Grafik zu den Koalitionsvarianten
Grafik: ORF.at; Quelle: ORF/SORA

Das „Salzburger Modell“

Man darf sich im Herbst 2019 erinnern: Als Salzburgs ÖVP-Chef Wilfried Haslauer die letzte Landtagswahl gewann, hätte er mit SPÖ und FPÖ Zweierkoalitionen bilden können. Beide hatten so wie jetzt im Bund ein Minus vor dem Ergebnis. Haslauer entschied sich für die Dreierkoalition mit Grünen und NEOS. Der Salzburger Politologe Franz Fallend fand am Wahlabend Parallelen zur letzten Salzburg-Wahl, warnte aber: „Landespolitik ist etwas anderes als Bundespolitik. Die Koalition auf der Landesebene scheint ja gut zu funktionieren. Aber das bedeutet noch lange nicht, dass eine türkis-grüne Koalition auf Bundesebene auch so reibungsfrei funktionieren würde.“

Auf Bundesebene sei das politische Klima „ideologischer“ als auf Landesebene – mehr dazu in salzburg.ORF.at. Oder vereinfacht gesagt: Österreichweit stehen die Grünen sicher weiter links als die bürgerlicher orientierten Grünen in Salzburg. Und man muss nicht an die letzte Wahlrede von ÖVP-Klubobmann August Wöginger in seinem oberösterreichischen Heimatbezirk erinnern, um auf tiefsitzende Ressentiments zwischen Schwarz und Grün zu kommen.
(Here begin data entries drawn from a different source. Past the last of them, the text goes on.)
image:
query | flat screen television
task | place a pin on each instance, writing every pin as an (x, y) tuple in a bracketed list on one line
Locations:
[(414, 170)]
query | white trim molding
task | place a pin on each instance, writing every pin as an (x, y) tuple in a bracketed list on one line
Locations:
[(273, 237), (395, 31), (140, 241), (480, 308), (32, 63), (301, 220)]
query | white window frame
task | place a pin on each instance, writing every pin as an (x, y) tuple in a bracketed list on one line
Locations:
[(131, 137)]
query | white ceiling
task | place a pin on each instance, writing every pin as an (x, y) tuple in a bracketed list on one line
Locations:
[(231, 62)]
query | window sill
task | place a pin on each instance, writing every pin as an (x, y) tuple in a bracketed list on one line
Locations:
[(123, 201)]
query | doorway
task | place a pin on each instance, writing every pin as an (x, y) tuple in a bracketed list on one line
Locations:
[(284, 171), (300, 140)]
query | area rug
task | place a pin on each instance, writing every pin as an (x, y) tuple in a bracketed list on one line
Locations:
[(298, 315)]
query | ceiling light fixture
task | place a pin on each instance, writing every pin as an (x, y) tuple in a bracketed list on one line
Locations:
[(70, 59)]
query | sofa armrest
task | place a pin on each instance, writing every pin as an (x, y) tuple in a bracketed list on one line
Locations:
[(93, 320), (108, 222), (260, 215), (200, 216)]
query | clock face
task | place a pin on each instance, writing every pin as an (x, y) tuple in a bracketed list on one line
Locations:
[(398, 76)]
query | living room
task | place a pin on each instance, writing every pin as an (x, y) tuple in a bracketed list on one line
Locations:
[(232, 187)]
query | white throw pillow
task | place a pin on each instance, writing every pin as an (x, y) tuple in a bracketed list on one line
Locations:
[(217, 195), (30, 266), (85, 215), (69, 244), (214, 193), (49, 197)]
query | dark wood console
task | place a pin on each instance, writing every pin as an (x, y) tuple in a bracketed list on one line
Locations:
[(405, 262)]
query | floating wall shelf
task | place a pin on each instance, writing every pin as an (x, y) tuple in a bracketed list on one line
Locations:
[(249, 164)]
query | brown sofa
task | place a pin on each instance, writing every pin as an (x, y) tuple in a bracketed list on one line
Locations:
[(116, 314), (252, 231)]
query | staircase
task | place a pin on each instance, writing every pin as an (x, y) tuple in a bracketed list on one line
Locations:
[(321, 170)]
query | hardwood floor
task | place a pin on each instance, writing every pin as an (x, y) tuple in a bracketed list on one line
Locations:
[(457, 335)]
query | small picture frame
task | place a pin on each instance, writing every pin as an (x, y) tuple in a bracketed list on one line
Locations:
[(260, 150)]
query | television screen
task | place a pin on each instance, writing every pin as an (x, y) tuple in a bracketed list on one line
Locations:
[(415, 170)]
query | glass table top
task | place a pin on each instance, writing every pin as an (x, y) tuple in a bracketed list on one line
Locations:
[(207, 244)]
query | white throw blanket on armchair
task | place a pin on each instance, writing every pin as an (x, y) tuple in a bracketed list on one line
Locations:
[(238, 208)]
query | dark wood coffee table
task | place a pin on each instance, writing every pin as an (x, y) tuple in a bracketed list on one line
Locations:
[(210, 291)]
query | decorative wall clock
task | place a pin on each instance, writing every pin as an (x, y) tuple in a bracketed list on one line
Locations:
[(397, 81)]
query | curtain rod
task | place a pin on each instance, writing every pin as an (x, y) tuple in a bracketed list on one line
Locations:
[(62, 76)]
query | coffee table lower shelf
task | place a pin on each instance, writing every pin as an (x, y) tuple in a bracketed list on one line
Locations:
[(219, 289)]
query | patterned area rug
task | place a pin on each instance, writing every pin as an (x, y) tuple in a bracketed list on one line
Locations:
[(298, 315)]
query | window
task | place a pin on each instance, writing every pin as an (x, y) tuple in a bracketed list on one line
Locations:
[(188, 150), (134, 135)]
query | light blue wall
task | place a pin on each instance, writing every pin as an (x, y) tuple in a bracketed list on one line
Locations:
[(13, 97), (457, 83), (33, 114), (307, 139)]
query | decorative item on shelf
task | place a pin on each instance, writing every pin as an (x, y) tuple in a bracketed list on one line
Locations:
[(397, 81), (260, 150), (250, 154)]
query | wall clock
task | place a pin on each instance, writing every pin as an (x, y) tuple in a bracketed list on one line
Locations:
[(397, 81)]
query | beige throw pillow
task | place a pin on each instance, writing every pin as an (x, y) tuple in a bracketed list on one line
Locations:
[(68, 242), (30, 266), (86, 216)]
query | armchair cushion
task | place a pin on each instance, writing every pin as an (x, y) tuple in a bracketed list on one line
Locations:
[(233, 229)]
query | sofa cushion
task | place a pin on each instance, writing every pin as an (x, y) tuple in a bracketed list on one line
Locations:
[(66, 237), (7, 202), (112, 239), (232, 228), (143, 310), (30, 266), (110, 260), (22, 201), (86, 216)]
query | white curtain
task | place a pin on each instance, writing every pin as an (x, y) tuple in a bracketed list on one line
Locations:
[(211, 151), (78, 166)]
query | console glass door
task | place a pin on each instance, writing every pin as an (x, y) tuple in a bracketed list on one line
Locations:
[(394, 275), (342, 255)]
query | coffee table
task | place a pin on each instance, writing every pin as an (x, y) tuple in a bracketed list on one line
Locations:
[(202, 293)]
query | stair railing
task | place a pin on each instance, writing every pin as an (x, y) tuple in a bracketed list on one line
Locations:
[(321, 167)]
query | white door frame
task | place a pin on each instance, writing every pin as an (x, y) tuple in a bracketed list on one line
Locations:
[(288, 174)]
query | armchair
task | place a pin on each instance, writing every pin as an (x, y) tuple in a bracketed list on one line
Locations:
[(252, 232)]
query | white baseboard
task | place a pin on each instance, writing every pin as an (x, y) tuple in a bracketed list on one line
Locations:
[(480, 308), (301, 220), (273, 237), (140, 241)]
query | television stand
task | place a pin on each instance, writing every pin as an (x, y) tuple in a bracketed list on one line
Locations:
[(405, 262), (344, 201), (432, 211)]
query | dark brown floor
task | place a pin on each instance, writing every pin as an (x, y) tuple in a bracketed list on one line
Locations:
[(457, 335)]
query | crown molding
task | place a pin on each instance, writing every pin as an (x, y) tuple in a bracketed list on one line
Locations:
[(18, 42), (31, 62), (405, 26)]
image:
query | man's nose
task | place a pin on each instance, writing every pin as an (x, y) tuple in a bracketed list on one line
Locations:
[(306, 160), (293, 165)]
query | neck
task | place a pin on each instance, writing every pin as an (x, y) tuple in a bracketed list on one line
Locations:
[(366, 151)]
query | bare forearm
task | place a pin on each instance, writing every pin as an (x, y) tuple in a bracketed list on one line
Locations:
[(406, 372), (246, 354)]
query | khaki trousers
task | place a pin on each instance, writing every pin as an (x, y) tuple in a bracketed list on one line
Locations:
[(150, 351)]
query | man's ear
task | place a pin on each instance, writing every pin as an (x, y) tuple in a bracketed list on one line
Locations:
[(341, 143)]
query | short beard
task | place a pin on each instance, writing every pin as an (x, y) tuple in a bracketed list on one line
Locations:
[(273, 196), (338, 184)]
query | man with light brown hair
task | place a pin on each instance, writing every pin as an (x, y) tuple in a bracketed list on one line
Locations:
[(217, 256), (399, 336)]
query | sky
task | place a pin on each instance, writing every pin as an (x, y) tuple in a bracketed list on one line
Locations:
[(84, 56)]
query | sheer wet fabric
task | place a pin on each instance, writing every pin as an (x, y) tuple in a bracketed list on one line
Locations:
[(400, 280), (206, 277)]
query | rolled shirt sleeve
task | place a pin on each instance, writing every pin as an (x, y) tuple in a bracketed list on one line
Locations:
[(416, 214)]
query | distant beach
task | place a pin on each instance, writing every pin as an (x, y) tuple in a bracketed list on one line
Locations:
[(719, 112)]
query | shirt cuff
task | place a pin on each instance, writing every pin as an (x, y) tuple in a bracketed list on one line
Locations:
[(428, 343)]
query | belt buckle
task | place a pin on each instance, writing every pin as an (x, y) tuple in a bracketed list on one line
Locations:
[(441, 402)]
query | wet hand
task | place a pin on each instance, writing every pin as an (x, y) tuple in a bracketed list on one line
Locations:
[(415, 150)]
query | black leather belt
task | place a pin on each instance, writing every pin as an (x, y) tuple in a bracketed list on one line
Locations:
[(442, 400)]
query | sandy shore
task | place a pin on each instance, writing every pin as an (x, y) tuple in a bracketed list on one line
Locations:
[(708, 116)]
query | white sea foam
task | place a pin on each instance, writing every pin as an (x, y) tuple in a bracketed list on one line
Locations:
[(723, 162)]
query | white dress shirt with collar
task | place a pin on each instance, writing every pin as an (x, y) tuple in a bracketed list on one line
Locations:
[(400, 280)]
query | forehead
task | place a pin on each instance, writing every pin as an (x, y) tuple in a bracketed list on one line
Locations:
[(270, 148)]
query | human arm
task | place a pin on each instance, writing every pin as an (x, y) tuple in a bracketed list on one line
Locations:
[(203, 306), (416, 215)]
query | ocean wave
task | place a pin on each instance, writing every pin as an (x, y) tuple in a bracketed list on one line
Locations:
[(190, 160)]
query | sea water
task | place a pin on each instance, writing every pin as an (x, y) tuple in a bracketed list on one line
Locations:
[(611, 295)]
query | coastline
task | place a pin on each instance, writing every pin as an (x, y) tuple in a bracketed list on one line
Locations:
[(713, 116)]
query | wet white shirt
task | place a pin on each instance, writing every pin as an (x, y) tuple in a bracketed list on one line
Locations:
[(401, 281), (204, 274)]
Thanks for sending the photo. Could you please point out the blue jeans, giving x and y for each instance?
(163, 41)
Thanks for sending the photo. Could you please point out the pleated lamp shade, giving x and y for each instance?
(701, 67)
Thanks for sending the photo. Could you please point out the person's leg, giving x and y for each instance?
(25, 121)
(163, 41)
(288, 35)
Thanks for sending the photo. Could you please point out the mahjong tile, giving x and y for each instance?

ÖVP-Chef Kurz wird, wie er am Wahlabend nicht müde wurde zu betonen, sein Versprechen halten und mit allen Parteien Gespräche suchen. Er wird keine Eile haben. Sowohl SPÖ als auch FPÖ werden sich sortieren müssen. Bei der SPÖ sind Führungsdebatten nicht ausgeschlossen. Und bei der FPÖ muss die Causa Strache bearbeitet werden, muss Abspaltungsdämmerungen entgegengearbeitet werden.

Die Grünen werden zur Struktur einer von null auf 14 Prozent gekommenen Bewegung finden müssen. Und darf man den Statements des Wahlabends glauben, dann wollen alle an der politischen Gesprächskultur und kommunikativen Anschlussfähigkeit nach diesem Wahlkampf suchen. Kurz hat Zeit. Mancher mögliche Partner wird vielleicht in ein, zwei Monaten eine ganz andere Kontur, gar ein ganz anderes Führungspersonal haben.